Open dtenny opened 3 months ago
Just some food for thought, I have found these macros to be useful in writing app logic on top of py4cl2-cffi after also trying out libpython-clj.
(defun key-sym-str->str (attr-name)
(cond
((symbolp attr-name) (string-downcase (symbol-name attr-name)))
((stringp attr-name) attr-name)
(t (error "Only keywords, symbols, or strings can be used to access attributes, received ~s"
attr-name))))
(defmacro py.- (obj attr)
"Class/object getter syntax. (py.- obj attr) is equivalent to
Python's obj.attr syntax. Modeled after `libpython-clj`'s namesake macro.
However as python attributes generally have lower case names, and common lisp symbols
generally have upper case values, we will lowercase symbol names. If you need untranslated
attribute name case, pass a string."
`(pyslot-value ,obj ,(key-sym-str->str attr)))
(defmacro py. (object method-name &rest args)

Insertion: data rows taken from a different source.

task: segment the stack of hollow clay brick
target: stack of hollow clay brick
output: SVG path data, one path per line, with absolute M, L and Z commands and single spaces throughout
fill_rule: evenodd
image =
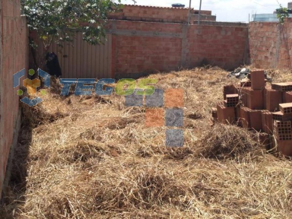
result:
M 224 87 L 214 121 L 257 131 L 269 149 L 292 156 L 292 82 L 266 84 L 264 71 L 251 72 L 238 85 Z

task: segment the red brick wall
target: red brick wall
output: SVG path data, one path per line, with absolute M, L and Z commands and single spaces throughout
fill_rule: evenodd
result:
M 258 68 L 291 69 L 292 20 L 284 24 L 276 22 L 250 23 L 251 62 Z
M 19 110 L 13 74 L 27 68 L 28 31 L 19 0 L 0 2 L 0 196 Z
M 247 27 L 112 21 L 116 75 L 193 67 L 232 69 L 244 63 Z
M 244 64 L 248 29 L 246 27 L 190 25 L 187 33 L 190 67 L 203 60 L 212 65 L 233 69 Z
M 191 9 L 191 13 L 199 13 Z M 186 23 L 188 14 L 188 8 L 178 8 L 140 5 L 125 5 L 121 11 L 111 14 L 110 19 L 169 23 Z M 210 16 L 211 11 L 201 11 L 205 20 L 214 20 Z M 215 17 L 216 18 L 216 17 Z M 208 19 L 210 18 L 210 19 Z

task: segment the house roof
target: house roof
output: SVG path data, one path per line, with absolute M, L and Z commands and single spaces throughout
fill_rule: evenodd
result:
M 160 6 L 147 6 L 147 5 L 138 5 L 133 4 L 124 4 L 125 6 L 133 6 L 133 7 L 145 7 L 145 8 L 164 8 L 164 9 L 179 9 L 179 10 L 188 10 L 189 8 L 176 8 L 173 7 L 160 7 Z M 191 9 L 193 10 L 193 8 L 191 8 Z

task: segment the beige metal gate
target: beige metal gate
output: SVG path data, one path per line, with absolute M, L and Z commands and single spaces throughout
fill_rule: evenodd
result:
M 50 51 L 58 55 L 63 78 L 111 78 L 111 34 L 104 44 L 91 45 L 77 32 L 73 42 L 63 47 L 53 43 Z

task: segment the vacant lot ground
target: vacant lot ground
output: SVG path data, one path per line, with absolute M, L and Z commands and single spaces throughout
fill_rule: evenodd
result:
M 217 68 L 150 75 L 184 91 L 184 146 L 166 148 L 165 128 L 113 94 L 61 97 L 54 86 L 24 107 L 1 218 L 292 218 L 292 163 L 244 129 L 212 126 L 225 85 Z M 289 72 L 269 72 L 277 81 Z M 48 92 L 50 92 L 48 90 Z

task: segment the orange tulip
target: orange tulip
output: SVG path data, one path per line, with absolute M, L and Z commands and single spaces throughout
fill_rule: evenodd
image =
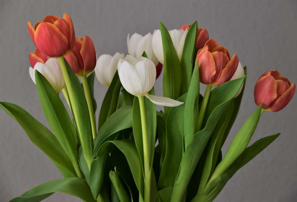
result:
M 30 53 L 29 55 L 29 60 L 32 68 L 34 67 L 37 62 L 45 64 L 45 62 L 50 58 L 41 52 L 38 48 L 35 49 L 33 53 Z
M 190 29 L 192 25 L 187 25 L 185 24 L 182 25 L 180 29 L 188 30 Z M 196 46 L 198 50 L 202 48 L 204 46 L 204 44 L 209 39 L 209 37 L 208 34 L 208 31 L 206 29 L 197 28 L 197 37 L 196 38 Z
M 51 57 L 59 57 L 71 52 L 74 46 L 75 34 L 73 24 L 67 14 L 63 18 L 48 15 L 32 26 L 28 22 L 28 30 L 36 47 Z
M 206 42 L 204 47 L 198 51 L 197 59 L 200 82 L 215 86 L 229 81 L 239 62 L 236 54 L 230 59 L 227 49 L 212 39 Z
M 94 44 L 87 36 L 75 39 L 74 48 L 65 57 L 77 76 L 88 74 L 94 70 L 97 62 Z
M 254 95 L 258 106 L 272 112 L 278 111 L 286 106 L 295 92 L 296 84 L 292 85 L 287 78 L 277 71 L 268 71 L 256 83 Z

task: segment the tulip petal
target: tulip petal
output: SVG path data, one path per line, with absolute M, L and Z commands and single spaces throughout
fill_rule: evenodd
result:
M 228 61 L 228 59 L 226 54 L 224 54 L 224 55 L 226 56 L 223 59 L 222 62 L 223 63 L 223 65 L 225 65 L 225 63 Z M 222 74 L 220 75 L 219 79 L 216 82 L 216 85 L 219 86 L 230 81 L 236 71 L 239 63 L 239 59 L 238 59 L 238 56 L 237 54 L 234 54 L 232 57 L 231 60 L 226 65 L 226 67 L 224 68 L 224 67 L 223 67 L 224 69 L 222 71 Z
M 35 30 L 34 39 L 37 48 L 49 57 L 61 57 L 67 52 L 67 39 L 52 24 L 40 24 Z M 48 39 L 52 40 L 50 41 Z
M 176 107 L 184 103 L 184 102 L 170 98 L 169 97 L 149 95 L 147 93 L 144 95 L 144 96 L 148 98 L 151 102 L 154 104 L 161 106 Z
M 257 106 L 263 103 L 262 108 L 266 109 L 270 107 L 277 97 L 276 81 L 271 75 L 260 78 L 255 85 L 254 95 L 255 102 Z
M 278 111 L 282 109 L 290 102 L 293 97 L 296 89 L 296 84 L 293 83 L 285 92 L 277 99 L 273 105 L 267 109 L 273 112 Z

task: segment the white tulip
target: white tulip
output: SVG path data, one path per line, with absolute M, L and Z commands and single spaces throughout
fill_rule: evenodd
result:
M 50 58 L 45 62 L 45 64 L 37 62 L 34 68 L 31 67 L 29 68 L 29 73 L 31 78 L 36 84 L 35 70 L 38 71 L 45 78 L 57 93 L 59 92 L 64 88 L 65 83 L 57 59 Z
M 144 37 L 135 33 L 130 37 L 128 34 L 127 37 L 127 45 L 129 54 L 135 58 L 141 57 L 144 51 L 146 52 L 148 58 L 151 60 L 157 66 L 159 63 L 157 57 L 153 51 L 152 47 L 152 35 L 150 32 Z
M 236 69 L 236 71 L 235 71 L 235 72 L 234 73 L 234 74 L 233 75 L 233 76 L 230 79 L 230 81 L 231 80 L 234 80 L 234 79 L 236 79 L 237 78 L 238 78 L 239 77 L 241 77 L 244 75 L 244 70 L 243 69 L 243 67 L 242 67 L 242 65 L 241 65 L 241 63 L 240 63 L 240 62 L 239 62 L 238 63 L 238 66 L 237 66 L 237 68 Z M 241 92 L 241 90 L 242 90 L 242 87 L 243 87 L 243 83 L 241 86 L 240 86 L 240 88 L 238 90 L 238 92 L 235 95 L 235 96 L 234 97 L 234 98 L 235 98 L 237 97 L 239 95 L 239 94 L 240 94 L 240 93 Z
M 124 88 L 133 95 L 145 96 L 153 103 L 161 106 L 173 107 L 183 103 L 168 97 L 148 94 L 156 81 L 156 71 L 154 63 L 147 58 L 136 59 L 128 55 L 119 61 L 118 73 Z
M 109 87 L 116 71 L 119 61 L 124 57 L 123 54 L 117 52 L 113 56 L 107 54 L 100 56 L 95 68 L 95 74 L 99 82 Z
M 175 50 L 180 61 L 182 55 L 184 45 L 188 30 L 185 31 L 173 29 L 169 31 Z M 163 53 L 163 47 L 162 44 L 162 37 L 161 31 L 159 29 L 155 30 L 153 34 L 152 40 L 153 51 L 159 61 L 164 64 L 164 55 Z

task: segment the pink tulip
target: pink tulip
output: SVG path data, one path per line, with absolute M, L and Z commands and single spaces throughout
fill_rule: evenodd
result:
M 258 106 L 263 103 L 262 108 L 272 112 L 278 111 L 289 103 L 296 89 L 287 78 L 277 71 L 268 71 L 260 77 L 256 83 L 254 95 Z

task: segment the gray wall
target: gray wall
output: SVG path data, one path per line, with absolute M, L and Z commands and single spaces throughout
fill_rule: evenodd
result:
M 256 106 L 255 84 L 269 70 L 297 81 L 297 1 L 0 1 L 0 100 L 16 104 L 48 126 L 35 85 L 29 74 L 28 56 L 35 48 L 27 28 L 46 15 L 72 18 L 77 37 L 93 40 L 97 55 L 127 53 L 128 33 L 144 35 L 159 28 L 169 29 L 198 20 L 210 37 L 236 53 L 248 68 L 247 83 L 239 114 L 227 146 Z M 162 81 L 155 85 L 162 94 Z M 96 80 L 99 104 L 106 88 Z M 276 113 L 261 116 L 251 143 L 281 132 L 260 154 L 241 169 L 217 201 L 297 200 L 296 131 L 297 95 Z M 48 181 L 61 178 L 48 157 L 31 143 L 21 127 L 0 110 L 0 201 L 7 201 Z M 45 201 L 77 201 L 56 193 Z

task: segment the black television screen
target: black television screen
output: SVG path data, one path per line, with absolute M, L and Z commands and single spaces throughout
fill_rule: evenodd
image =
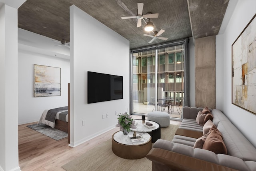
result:
M 123 77 L 88 71 L 88 103 L 123 98 Z

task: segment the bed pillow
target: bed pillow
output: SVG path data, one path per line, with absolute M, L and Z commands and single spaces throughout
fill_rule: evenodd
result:
M 206 114 L 206 115 L 205 116 L 205 117 L 204 117 L 204 125 L 209 120 L 210 120 L 212 121 L 213 119 L 213 115 L 212 115 L 212 113 L 208 113 Z
M 196 118 L 196 123 L 201 126 L 204 126 L 204 121 L 206 116 L 206 114 L 203 113 L 201 111 L 200 111 L 197 113 Z
M 203 148 L 203 145 L 204 143 L 204 142 L 205 141 L 205 140 L 206 139 L 207 136 L 210 134 L 210 132 L 206 133 L 205 135 L 202 136 L 198 138 L 196 142 L 195 142 L 195 144 L 194 145 L 194 147 L 193 147 L 194 149 L 196 148 L 202 149 Z
M 207 114 L 208 113 L 211 113 L 211 111 L 210 111 L 210 109 L 208 108 L 207 106 L 204 109 L 203 109 L 203 111 L 202 112 L 204 114 Z
M 214 125 L 210 129 L 209 135 L 203 145 L 202 149 L 212 151 L 216 154 L 227 154 L 227 148 L 221 133 L 215 125 Z
M 204 125 L 203 127 L 203 134 L 205 135 L 209 132 L 210 129 L 212 127 L 214 124 L 212 123 L 212 121 L 208 120 L 206 123 Z

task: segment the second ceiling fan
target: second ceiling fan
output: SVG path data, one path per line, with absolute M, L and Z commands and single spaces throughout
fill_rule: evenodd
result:
M 122 17 L 122 19 L 127 19 L 130 18 L 137 18 L 138 22 L 137 22 L 137 27 L 141 26 L 141 20 L 143 18 L 157 18 L 158 17 L 158 13 L 150 14 L 148 14 L 142 15 L 142 11 L 143 10 L 143 3 L 138 3 L 138 9 L 137 10 L 137 16 L 131 16 L 127 17 Z
M 153 38 L 149 41 L 149 43 L 152 43 L 153 41 L 156 39 L 159 39 L 164 40 L 167 40 L 168 39 L 168 38 L 164 38 L 163 37 L 159 37 L 159 36 L 161 35 L 164 32 L 165 32 L 165 30 L 163 30 L 163 29 L 161 29 L 161 30 L 159 31 L 159 32 L 158 32 L 157 31 L 155 31 L 154 34 L 154 36 L 150 35 L 149 34 L 144 34 L 143 36 L 146 36 L 151 37 Z

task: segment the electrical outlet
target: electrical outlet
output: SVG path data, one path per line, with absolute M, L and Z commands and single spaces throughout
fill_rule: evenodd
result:
M 82 121 L 82 125 L 84 126 L 85 125 L 85 120 L 83 120 Z

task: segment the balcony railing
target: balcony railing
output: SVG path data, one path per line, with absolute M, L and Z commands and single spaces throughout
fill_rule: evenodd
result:
M 134 103 L 143 103 L 143 94 L 144 91 L 142 90 L 133 91 L 133 102 Z M 164 98 L 170 97 L 175 100 L 175 101 L 178 101 L 183 99 L 184 97 L 184 91 L 163 91 Z

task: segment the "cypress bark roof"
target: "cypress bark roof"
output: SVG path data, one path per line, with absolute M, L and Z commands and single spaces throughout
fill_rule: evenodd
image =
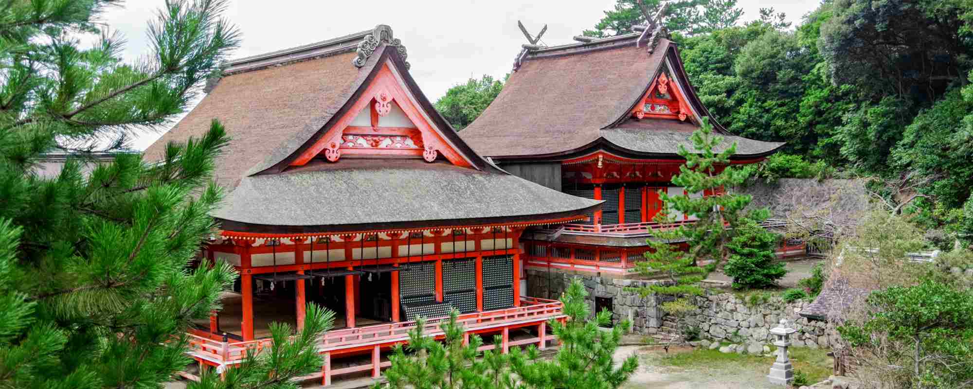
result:
M 679 79 L 693 110 L 699 116 L 709 113 L 688 83 L 675 44 L 662 39 L 649 53 L 644 46 L 635 47 L 637 35 L 530 52 L 460 135 L 477 153 L 493 158 L 559 157 L 596 146 L 674 157 L 677 144 L 691 146 L 682 141 L 698 125 L 629 120 L 664 65 Z M 714 120 L 710 123 L 728 145 L 738 142 L 737 158 L 766 156 L 783 145 L 732 136 Z
M 297 233 L 558 219 L 601 201 L 448 162 L 349 159 L 245 177 L 225 202 L 225 229 Z
M 419 90 L 405 55 L 391 29 L 379 25 L 374 32 L 232 61 L 202 101 L 144 158 L 161 159 L 168 142 L 199 137 L 219 120 L 232 140 L 216 159 L 215 178 L 231 191 L 213 216 L 236 231 L 526 223 L 597 208 L 600 201 L 530 183 L 474 153 Z M 354 114 L 351 106 L 360 98 L 372 98 L 363 91 L 389 68 L 425 124 L 468 164 L 369 156 L 292 166 L 329 130 L 344 128 L 336 127 L 338 122 Z

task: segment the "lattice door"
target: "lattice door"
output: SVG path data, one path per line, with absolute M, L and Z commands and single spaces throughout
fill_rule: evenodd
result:
M 484 257 L 484 309 L 514 306 L 514 258 Z
M 460 313 L 477 310 L 477 270 L 472 258 L 443 262 L 443 301 Z

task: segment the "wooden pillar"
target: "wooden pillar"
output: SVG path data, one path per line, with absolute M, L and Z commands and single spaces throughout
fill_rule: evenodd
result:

"Class/object method syntax. (py. obj method arg1 arg2 ... argN)
is equivalent to Python's obj.method(arg1, arg2, ..., argN) syntax.
Modeled after `libpython-clj`'s namesake macro.
However as python attributes generally have lower case names, and common lisp symbols
generally have upper case values, we will lowercase symbol names. If you need untranslated
attribute name case, pass a string."
`(pymethod ,object ,(key-sym-str->str method-name) ,@args))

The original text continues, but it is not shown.